Но ни один даже не промычал в ответ, смотрели волками, исподлобья, ожидая худого. Наконец Войтек кончил возиться с лампой, сел к столу, но еще весь напрягшийся, даже кулаки положил на стол, а на столе хлеб и нож. Тогда с кровати в темном углу приподнялась старуха, вроде самая из них непреклонная, и сказала:

— Зачем сюда этот дьявол приперся?

— Не хотел я его пускать. Он силком, — стал оправдываться Пражух, что не его это вина. И, как стоял, босиком, в подштанниках и рубахе, плюхнулся на лавку, и руки, будто сломанные, бессильно уронил на колени.

Тогда те двое на кроватях, Ендрек и Болек, как с цепи сорвались и на отца:

— Вы что, не могли хотя бы толкач схватить и по башке его садануть?! Толкач у дверей стоит!

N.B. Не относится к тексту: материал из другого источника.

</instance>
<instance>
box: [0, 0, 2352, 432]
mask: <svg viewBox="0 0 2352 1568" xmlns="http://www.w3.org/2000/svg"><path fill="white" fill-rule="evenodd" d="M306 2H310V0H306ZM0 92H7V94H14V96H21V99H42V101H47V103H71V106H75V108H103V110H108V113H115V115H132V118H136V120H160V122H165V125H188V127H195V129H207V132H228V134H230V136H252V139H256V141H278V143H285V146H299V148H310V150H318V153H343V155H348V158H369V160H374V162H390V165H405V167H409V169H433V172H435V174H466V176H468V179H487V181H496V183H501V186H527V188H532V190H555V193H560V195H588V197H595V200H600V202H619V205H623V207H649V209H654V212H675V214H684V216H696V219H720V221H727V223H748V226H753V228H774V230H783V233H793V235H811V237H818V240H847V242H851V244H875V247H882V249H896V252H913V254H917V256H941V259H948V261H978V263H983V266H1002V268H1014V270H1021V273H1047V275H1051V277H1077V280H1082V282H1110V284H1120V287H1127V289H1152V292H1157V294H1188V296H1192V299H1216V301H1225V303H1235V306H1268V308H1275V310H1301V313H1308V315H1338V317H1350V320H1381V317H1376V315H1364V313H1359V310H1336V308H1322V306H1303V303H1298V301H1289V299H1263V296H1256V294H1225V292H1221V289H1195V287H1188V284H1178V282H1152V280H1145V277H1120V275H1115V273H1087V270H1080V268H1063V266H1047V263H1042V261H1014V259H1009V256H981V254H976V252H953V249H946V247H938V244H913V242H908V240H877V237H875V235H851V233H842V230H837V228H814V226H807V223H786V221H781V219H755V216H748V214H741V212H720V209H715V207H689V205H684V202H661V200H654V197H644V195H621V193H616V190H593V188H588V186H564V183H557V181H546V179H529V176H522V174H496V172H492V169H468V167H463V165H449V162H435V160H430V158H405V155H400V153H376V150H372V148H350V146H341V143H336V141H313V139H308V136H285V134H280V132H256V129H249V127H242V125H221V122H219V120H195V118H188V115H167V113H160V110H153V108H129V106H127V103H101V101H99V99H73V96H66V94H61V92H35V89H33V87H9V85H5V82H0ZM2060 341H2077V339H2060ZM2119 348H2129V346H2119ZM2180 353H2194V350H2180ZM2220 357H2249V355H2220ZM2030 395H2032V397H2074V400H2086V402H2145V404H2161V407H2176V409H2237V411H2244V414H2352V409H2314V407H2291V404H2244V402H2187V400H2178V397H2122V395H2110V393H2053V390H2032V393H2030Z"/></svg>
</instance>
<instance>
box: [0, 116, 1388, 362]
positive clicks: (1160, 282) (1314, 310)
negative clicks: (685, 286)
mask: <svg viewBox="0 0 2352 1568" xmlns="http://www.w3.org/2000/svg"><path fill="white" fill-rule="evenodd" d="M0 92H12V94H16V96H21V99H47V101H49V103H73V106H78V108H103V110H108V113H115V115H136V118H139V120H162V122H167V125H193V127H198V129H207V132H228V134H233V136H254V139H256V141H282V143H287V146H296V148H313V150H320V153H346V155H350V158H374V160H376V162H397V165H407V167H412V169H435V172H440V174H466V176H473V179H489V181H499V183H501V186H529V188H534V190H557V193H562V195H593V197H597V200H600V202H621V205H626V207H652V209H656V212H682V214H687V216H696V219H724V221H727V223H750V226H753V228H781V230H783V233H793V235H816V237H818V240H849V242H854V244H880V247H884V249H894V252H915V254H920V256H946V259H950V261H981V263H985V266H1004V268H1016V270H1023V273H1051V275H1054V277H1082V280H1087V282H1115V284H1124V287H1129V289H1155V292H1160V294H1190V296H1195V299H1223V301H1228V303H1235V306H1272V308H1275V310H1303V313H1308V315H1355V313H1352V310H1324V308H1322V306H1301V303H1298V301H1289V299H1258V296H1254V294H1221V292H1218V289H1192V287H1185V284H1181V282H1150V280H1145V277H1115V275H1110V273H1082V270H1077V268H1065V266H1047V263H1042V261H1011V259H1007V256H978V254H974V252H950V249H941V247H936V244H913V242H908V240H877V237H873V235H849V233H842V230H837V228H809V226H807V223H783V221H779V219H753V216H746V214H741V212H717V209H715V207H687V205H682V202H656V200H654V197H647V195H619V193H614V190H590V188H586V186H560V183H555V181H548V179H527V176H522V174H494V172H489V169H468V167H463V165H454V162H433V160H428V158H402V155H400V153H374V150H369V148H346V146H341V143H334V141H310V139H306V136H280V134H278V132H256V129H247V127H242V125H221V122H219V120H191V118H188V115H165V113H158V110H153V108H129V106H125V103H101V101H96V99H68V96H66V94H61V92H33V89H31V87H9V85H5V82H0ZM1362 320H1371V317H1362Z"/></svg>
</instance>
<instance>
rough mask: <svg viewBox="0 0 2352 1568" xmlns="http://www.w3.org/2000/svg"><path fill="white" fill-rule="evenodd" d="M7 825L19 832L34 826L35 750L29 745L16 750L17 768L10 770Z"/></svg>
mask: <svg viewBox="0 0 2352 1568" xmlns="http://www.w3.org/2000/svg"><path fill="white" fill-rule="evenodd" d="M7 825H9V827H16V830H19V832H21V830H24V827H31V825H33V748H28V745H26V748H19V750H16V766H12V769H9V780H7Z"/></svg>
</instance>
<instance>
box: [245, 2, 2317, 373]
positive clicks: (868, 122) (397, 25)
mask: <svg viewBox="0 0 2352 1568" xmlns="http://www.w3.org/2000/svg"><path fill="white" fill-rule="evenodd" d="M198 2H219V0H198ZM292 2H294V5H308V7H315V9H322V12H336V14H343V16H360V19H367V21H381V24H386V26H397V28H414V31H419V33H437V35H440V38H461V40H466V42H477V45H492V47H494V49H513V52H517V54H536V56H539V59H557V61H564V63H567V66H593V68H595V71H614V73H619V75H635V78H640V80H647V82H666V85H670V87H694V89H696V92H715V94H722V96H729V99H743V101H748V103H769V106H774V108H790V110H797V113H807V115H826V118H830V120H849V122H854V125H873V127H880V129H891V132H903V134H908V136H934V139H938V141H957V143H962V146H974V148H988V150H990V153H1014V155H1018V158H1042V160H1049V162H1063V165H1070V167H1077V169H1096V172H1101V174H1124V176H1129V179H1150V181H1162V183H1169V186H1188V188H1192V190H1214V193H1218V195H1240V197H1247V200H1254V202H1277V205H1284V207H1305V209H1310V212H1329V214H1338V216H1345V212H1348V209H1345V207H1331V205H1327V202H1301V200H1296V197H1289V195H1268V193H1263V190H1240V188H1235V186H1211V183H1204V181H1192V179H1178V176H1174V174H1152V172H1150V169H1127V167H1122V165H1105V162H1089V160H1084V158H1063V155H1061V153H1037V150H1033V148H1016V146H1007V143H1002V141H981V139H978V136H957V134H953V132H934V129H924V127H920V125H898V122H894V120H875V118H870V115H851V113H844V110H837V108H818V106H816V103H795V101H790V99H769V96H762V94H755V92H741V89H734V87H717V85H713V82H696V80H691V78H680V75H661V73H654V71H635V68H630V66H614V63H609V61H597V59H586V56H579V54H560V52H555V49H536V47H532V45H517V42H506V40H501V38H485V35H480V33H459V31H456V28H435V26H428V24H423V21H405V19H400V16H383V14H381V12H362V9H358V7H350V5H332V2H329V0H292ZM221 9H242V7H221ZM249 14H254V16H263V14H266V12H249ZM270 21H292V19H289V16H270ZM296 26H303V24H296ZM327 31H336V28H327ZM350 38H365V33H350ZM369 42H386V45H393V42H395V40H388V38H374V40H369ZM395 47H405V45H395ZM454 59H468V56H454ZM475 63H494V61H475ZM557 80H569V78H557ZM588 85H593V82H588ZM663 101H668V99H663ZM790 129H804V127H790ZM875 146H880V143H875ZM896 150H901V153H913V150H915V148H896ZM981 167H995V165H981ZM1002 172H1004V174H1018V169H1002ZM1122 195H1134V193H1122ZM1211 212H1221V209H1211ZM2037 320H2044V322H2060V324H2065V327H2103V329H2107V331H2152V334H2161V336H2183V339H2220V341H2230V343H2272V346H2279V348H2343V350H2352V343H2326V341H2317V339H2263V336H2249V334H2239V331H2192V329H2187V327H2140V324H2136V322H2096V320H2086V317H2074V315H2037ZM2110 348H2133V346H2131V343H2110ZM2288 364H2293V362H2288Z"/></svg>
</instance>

— Надо было, прежде чем отворять, спросить стервеца, кто он!

— Гонятся за мной, — сказал я. — Хотите — выдавайте.

Они понурились, ни один даже полсловечка не сказал.

Только Войтек вдруг схватил со стола хлеб и нож и отрезал здоровенный ломоть. Стал рвать его зубами, точно невесть как оголодал. А тех, в кроватях, сон ни с того ни с сего сморил. Завалились, натянули перины до ушей. Фитиль в лампе догорел, начал шипеть, свет, и до того тусклый, совсем потускнел. Но никто не шелохнулся, чтобы подойти, вывернуть фитиль. Будто даже все ждали, покуда лампа погаснет и их скроет темнота. И когда уже казалось, что вот-вот, сейчас, снова отозвалась старуха из своего угла:

— Подкрути чуток, Войтек.

Войтек встал, подкрутил фитиль и обратно за стол, отрезал себе еще кусок, но уже небольшой, какой можно сразу засунуть в рот. Принялся его пальцами колупать, будто подсолнух. И тогда опять заговорила старуха:

— Садись. От обеда чуток капусты осталось. Я встану, подогрею тебе. — Спустила ноги с кровати, надела лапти и, подвязывая передник, вздохнула: — Не надобно б нам родиться, коли не умеем жить.

А вскоре после этого все трое, Войтек, Ендрек и Болек, пришли ко мне в отряд. И все трое погибли. Ендрек при налете на поезд под Дембовой Гурой. Войтека раненного схватили, когда мы пробивались из окружения в Марушеве, и повесили у дороги на Кавенчин. А Болек прикрывал наш отход из олеховских лесов. Ноги ему прошило очередью, не смог уйти. Расстрелял все патроны до последнего, на свою долю ничего не оставил, так он себе шею ремнем от автомата обмотал и закручивал, закручивал, пока не закрутил насмерть.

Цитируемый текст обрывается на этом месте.